THOUGHT LEADERSHIP

By the industry, for the industry: OpenFin, LSE and FlexTrade simplify complexity on the buy-side trader desktop

Following widespread adoption and an overwhelming response to the Financial Desktop Connectivity and Collaboration Consortium (FDC3), Mitra Roknabadi, VP and global head of marketing at OpenFin writes that this is just the tip of the iceberg.

Mitra Roknabadi, VP and global head of marketing, OpenFin

As the realities of the pandemic continue to raise questions about the future of work and its implications for traders, Adam Toms, our European CEO, sat down with other industry leaders at recent conferences, including the International Trader Forum, to discuss the acceleration of digital transformation.

The discussions focused not only on how firms can leverage the latest data, tools and systems to expand automated capabilities and improve efficiency, but also on how to make these applications and tools function more seamlessly through OpenFin, the industry-backed OS of Finance.

“What’s been really clear over the last 18 months, throughout the pandemic, is that everyone has been very focused on employees and end-client users, essentially thinking about user experience more and more,” Toms said.

Overall, the challenges for employees and users on the desktop revolve around the integration of new tools that can streamline workflows with existing systems.
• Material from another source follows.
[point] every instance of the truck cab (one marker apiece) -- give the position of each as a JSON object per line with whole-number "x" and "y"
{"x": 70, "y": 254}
Overcoming these challenges can vary in difficulty. However, OpenFin’s sophisticated desktop layer enables firms to complete integrations with unprecedented speed. What’s more, the Financial Desktop Connectivity and Collaboration Consortium (FDC3), an industry working group founded by OpenFin in 2017, promotes universal standards that can transform how firms approach these problems.

The absence of FDC3 prior to 2017 created a language barrier, as it were, resulting in disrupted workflows that created operational risk and forced users to manually re-key information across numerous windows. Bilateral integrations of old offered a sliver of hope, but bespoke solutions and person-to-person communication between app developers and product managers for each specific use case hamper scalability and prove costly, making this approach untenable.

Buy-side frustrations with their fragmented desktops were ubiquitous and made abundantly clear at various industry events even before the pandemic. Since then, multiple large asset managers backed OpenFin’s continued call for the industry to deliver workflow efficiencies, application interoperability and a more unified user experience.

The response from the industry to FDC3 has since been overwhelming. And yet, despite the increasingly widespread adoption of FDC3 by leading financial services organisations across the industry, we are truly only witnessing the tip of the iceberg in terms of what’s possible.

London Stock Exchange Group (LSEG) is one firm that has risen to the buy-side’s call, particularly when it comes to its Turquoise Plato platform. After connecting to OpenFin, the LSEG is now able to deliver its data feed directly into trader workflows to support liquidity discovery and decision-making processes. FlexTrade Systems was the first firm to integrate the Turquoise data feed with its flagship EMS via the OpenFin message bus, creating a joint initiative to automate processes and enable more timely decisions for buy-side traders. The Turquoise Plato data feed can also be leveraged in OpenFin’s notification centre and search feed.

As Dr. Robert Barnes, group head of securities trading & CEO of LSEG Turquoise, stated during a recent panel discussion, OpenFin’s technology and FDC3 are instrumental to this sort of innovation. The standard has created not just a unified desktop experience for the buy-side, but one that moves at the speed of trade, surfaces key data at the most critical points in user workflows and fuels overall productivity.  “And this is really just the first step on a journey as we’re looking to digitise the entire capital markets workflow.”

According to Andy Mahoney, managing director EMEA at FlexTrade, the move to open-source FDC3 by OpenFin has been key to this crucial industry-wide undertaking.

“I think the key thing that OpenFin has done is create the FDC3 standards. They could have easily kept it proprietary and not allowed anyone to access, but they’ve encouraged access by all,” said Mahoney on a recent panel, presenting the culmination of the work FlexTrade has done with Turquoise and OpenFin. “These things should be open for the community to work together to figure out what workflows we’re actually using across desktops and make sure they’re standardised and understood.”

OpenFin contributed FDC3 to the Fintech Open Source Foundation (FINOS) in 2018. 

“We are extremely proud of the role we played then and continue to play, with OpenFin today offering the largest network of FDC3-enabled apps in the industry. Overcoming the issues facing capital markets technology today will require contributions from all of us, and FDC3 is just the beginning. As an industry backed platform we look forward to continuing to deliver innovative solutions to the community,” concluded Toms.